- IATA: none; ICAO: none; FAA LID: M45;

Summary
- Airport type: Public
- Owner: Alpine County
- Serves: Markleeville, California
- Elevation AMSL: 5,867 ft (1,788 m)
- Coordinates: 38°44′05″N 119°46′01″W﻿ / ﻿38.73472°N 119.76694°W
- Interactive map of Alpine County Airport

Runways
| Direction | Length |  | Surface |
| ft | m |
| 17/35 | 4,443 | 1,354 | Asphalt |

Statistics (2007)
- Aircraft operations: 650
- Source: Federal Aviation Administration

= Alpine County Airport =

Alpine County Airport is a county-owned public-use airport located three nautical miles (6 km) north of the central business district of Markleeville, in Alpine County, California, United States.

It is in the eastern Sierra Nevada range and serves as a general aviation airport. The airport has a single runway, with an apron to park small light aircraft. The airport has no buildings, no lights and is rarely used, averaging only 54 aircraft movements per month.
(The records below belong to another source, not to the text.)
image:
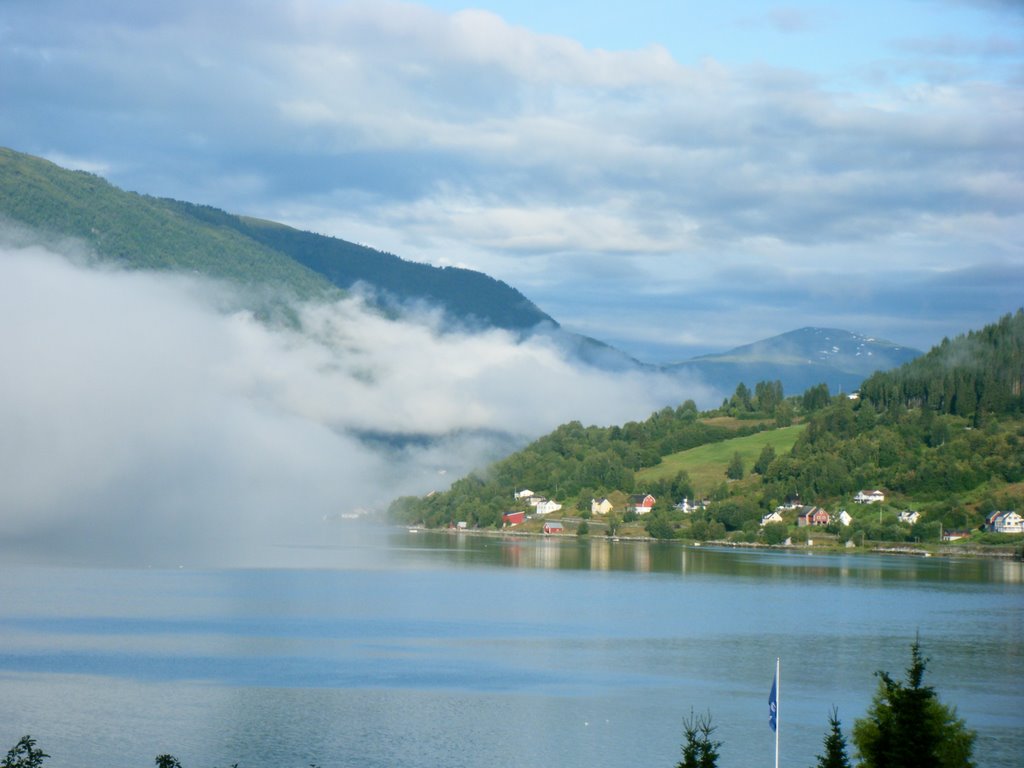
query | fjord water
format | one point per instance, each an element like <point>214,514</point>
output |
<point>384,647</point>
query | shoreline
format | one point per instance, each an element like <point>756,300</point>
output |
<point>880,548</point>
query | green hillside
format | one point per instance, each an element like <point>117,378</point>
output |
<point>707,464</point>
<point>942,435</point>
<point>138,231</point>
<point>144,232</point>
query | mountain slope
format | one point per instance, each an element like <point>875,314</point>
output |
<point>138,231</point>
<point>141,231</point>
<point>800,359</point>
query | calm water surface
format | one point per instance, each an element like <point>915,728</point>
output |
<point>382,647</point>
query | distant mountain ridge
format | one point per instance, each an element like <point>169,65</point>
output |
<point>144,232</point>
<point>800,359</point>
<point>141,231</point>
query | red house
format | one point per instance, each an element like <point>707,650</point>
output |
<point>812,516</point>
<point>641,503</point>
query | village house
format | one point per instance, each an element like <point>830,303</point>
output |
<point>1005,522</point>
<point>514,518</point>
<point>869,497</point>
<point>909,516</point>
<point>547,507</point>
<point>688,507</point>
<point>952,536</point>
<point>812,516</point>
<point>641,503</point>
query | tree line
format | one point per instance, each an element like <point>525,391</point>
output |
<point>899,435</point>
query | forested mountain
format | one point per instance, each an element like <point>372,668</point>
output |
<point>140,231</point>
<point>974,375</point>
<point>950,457</point>
<point>800,359</point>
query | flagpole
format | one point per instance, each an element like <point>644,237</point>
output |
<point>778,691</point>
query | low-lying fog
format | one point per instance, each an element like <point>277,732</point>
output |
<point>146,419</point>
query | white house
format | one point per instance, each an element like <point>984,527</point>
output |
<point>547,507</point>
<point>1005,522</point>
<point>689,507</point>
<point>909,516</point>
<point>641,503</point>
<point>869,497</point>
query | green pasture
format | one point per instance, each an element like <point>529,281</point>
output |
<point>707,464</point>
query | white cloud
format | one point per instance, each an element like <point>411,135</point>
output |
<point>140,421</point>
<point>461,138</point>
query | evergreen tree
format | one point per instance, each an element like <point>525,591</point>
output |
<point>25,755</point>
<point>835,742</point>
<point>699,751</point>
<point>735,469</point>
<point>764,460</point>
<point>906,726</point>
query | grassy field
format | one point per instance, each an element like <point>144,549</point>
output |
<point>707,464</point>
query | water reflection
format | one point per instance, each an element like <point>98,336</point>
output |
<point>616,555</point>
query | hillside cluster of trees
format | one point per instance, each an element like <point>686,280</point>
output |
<point>954,457</point>
<point>573,463</point>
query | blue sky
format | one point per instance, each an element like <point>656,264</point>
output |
<point>672,177</point>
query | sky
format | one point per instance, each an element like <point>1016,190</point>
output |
<point>148,420</point>
<point>674,178</point>
<point>669,177</point>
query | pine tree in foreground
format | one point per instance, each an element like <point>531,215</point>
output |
<point>835,742</point>
<point>906,726</point>
<point>699,751</point>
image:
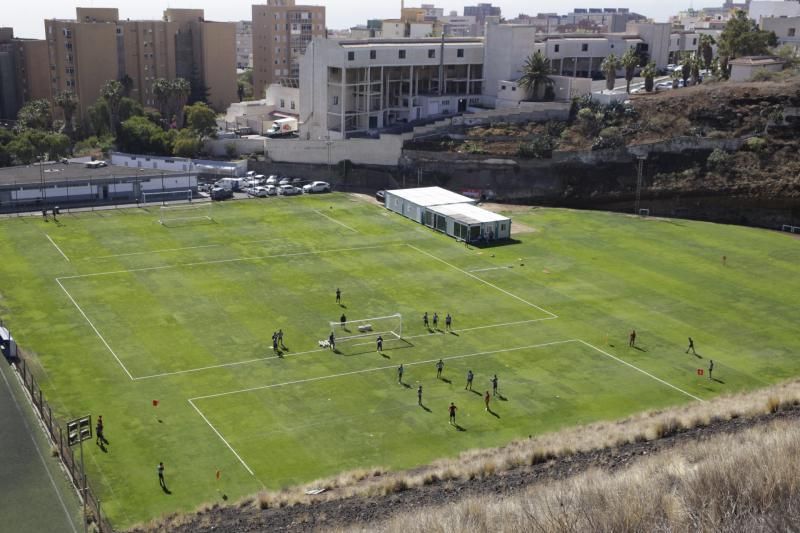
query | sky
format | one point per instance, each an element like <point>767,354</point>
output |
<point>27,16</point>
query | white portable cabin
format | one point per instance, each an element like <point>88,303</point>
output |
<point>467,222</point>
<point>411,203</point>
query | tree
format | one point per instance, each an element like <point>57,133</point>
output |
<point>706,49</point>
<point>741,37</point>
<point>609,67</point>
<point>201,119</point>
<point>35,115</point>
<point>535,74</point>
<point>67,102</point>
<point>111,91</point>
<point>630,60</point>
<point>649,75</point>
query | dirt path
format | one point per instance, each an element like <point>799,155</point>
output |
<point>361,512</point>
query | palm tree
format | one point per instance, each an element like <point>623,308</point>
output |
<point>111,91</point>
<point>629,61</point>
<point>68,103</point>
<point>609,67</point>
<point>535,74</point>
<point>706,48</point>
<point>180,89</point>
<point>649,75</point>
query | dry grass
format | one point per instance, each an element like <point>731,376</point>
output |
<point>741,482</point>
<point>478,464</point>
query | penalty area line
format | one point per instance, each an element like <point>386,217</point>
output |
<point>646,373</point>
<point>57,248</point>
<point>543,310</point>
<point>199,412</point>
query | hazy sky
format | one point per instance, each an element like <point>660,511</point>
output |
<point>26,16</point>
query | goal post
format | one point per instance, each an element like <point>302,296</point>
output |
<point>391,325</point>
<point>184,212</point>
<point>162,197</point>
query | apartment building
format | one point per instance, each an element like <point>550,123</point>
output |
<point>282,31</point>
<point>85,53</point>
<point>23,72</point>
<point>349,88</point>
<point>244,44</point>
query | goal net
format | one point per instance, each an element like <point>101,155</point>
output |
<point>184,212</point>
<point>163,197</point>
<point>384,326</point>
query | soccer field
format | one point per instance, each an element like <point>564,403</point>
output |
<point>119,311</point>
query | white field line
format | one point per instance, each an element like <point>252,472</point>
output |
<point>78,307</point>
<point>441,332</point>
<point>219,261</point>
<point>490,268</point>
<point>553,315</point>
<point>57,248</point>
<point>320,213</point>
<point>199,412</point>
<point>379,368</point>
<point>29,431</point>
<point>648,374</point>
<point>164,250</point>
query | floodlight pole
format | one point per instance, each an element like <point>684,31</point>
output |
<point>640,168</point>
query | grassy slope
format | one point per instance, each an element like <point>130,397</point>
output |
<point>602,274</point>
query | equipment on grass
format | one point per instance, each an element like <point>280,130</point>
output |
<point>184,195</point>
<point>184,212</point>
<point>368,327</point>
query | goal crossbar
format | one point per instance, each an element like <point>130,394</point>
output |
<point>368,327</point>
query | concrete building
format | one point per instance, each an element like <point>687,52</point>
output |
<point>481,12</point>
<point>97,47</point>
<point>23,72</point>
<point>786,28</point>
<point>744,68</point>
<point>349,88</point>
<point>281,34</point>
<point>760,9</point>
<point>244,44</point>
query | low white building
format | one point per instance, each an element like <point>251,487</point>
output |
<point>352,88</point>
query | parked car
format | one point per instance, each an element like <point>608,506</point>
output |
<point>317,186</point>
<point>289,190</point>
<point>219,193</point>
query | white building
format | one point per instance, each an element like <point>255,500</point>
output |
<point>786,28</point>
<point>760,9</point>
<point>352,87</point>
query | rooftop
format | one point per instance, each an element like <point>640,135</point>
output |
<point>55,172</point>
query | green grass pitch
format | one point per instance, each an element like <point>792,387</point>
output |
<point>119,311</point>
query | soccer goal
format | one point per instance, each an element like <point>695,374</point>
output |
<point>163,197</point>
<point>184,213</point>
<point>368,327</point>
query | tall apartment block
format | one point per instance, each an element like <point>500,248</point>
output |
<point>281,34</point>
<point>23,76</point>
<point>97,47</point>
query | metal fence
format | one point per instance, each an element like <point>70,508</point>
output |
<point>55,430</point>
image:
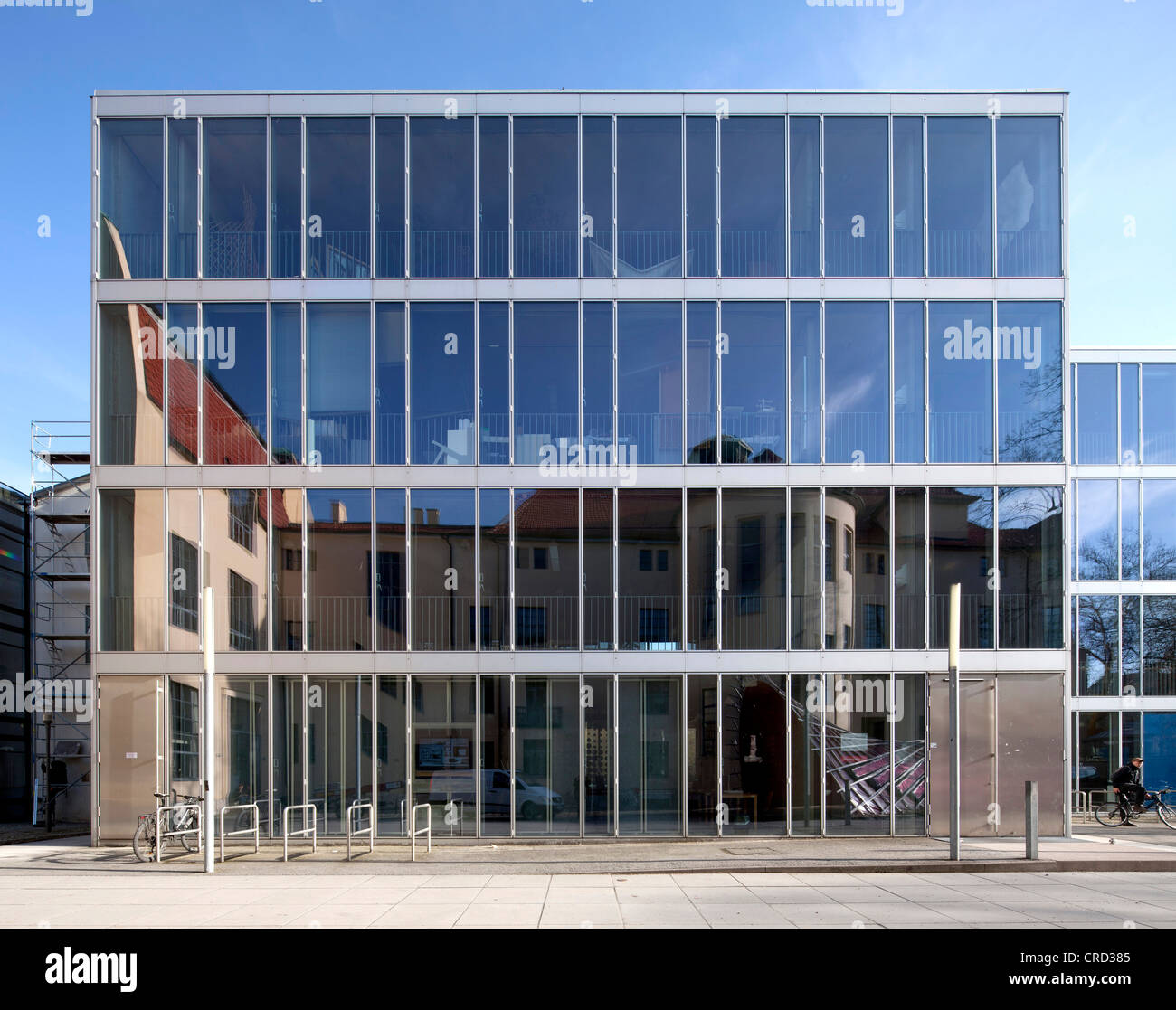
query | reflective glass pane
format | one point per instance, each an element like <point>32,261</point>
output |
<point>339,382</point>
<point>234,198</point>
<point>650,382</point>
<point>857,196</point>
<point>545,210</point>
<point>130,199</point>
<point>547,372</point>
<point>234,383</point>
<point>389,196</point>
<point>753,196</point>
<point>494,196</point>
<point>442,382</point>
<point>443,571</point>
<point>337,198</point>
<point>960,368</point>
<point>753,368</point>
<point>1028,349</point>
<point>857,380</point>
<point>648,196</point>
<point>441,196</point>
<point>1029,196</point>
<point>960,196</point>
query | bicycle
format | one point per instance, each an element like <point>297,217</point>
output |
<point>148,837</point>
<point>1110,815</point>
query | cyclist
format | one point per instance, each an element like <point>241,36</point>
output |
<point>1129,789</point>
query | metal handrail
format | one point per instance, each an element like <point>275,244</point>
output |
<point>426,830</point>
<point>357,807</point>
<point>255,830</point>
<point>313,830</point>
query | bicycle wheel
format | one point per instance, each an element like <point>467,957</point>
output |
<point>1109,815</point>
It is the only operational airport in Alpine County.

== Facilities and aircraft ==
Alpine County Airport covers an area of 300 acre at an elevation of 5,867 feet (1,788 m) above mean sea level. It has one asphalt paved runway, designated 17/35, which measures 4,443 by 50 feet (1,354 x 15 m). For the 12-month period ending August 15, 2007, the airport had 650 aircraft operations, an average of 54 per month, all of which were general aviation.

The airport is closed during snow, due to no snow removal. Runway 17/35 is limited to 4800 lb single wheel and 9600 lb dual wheel aircraft.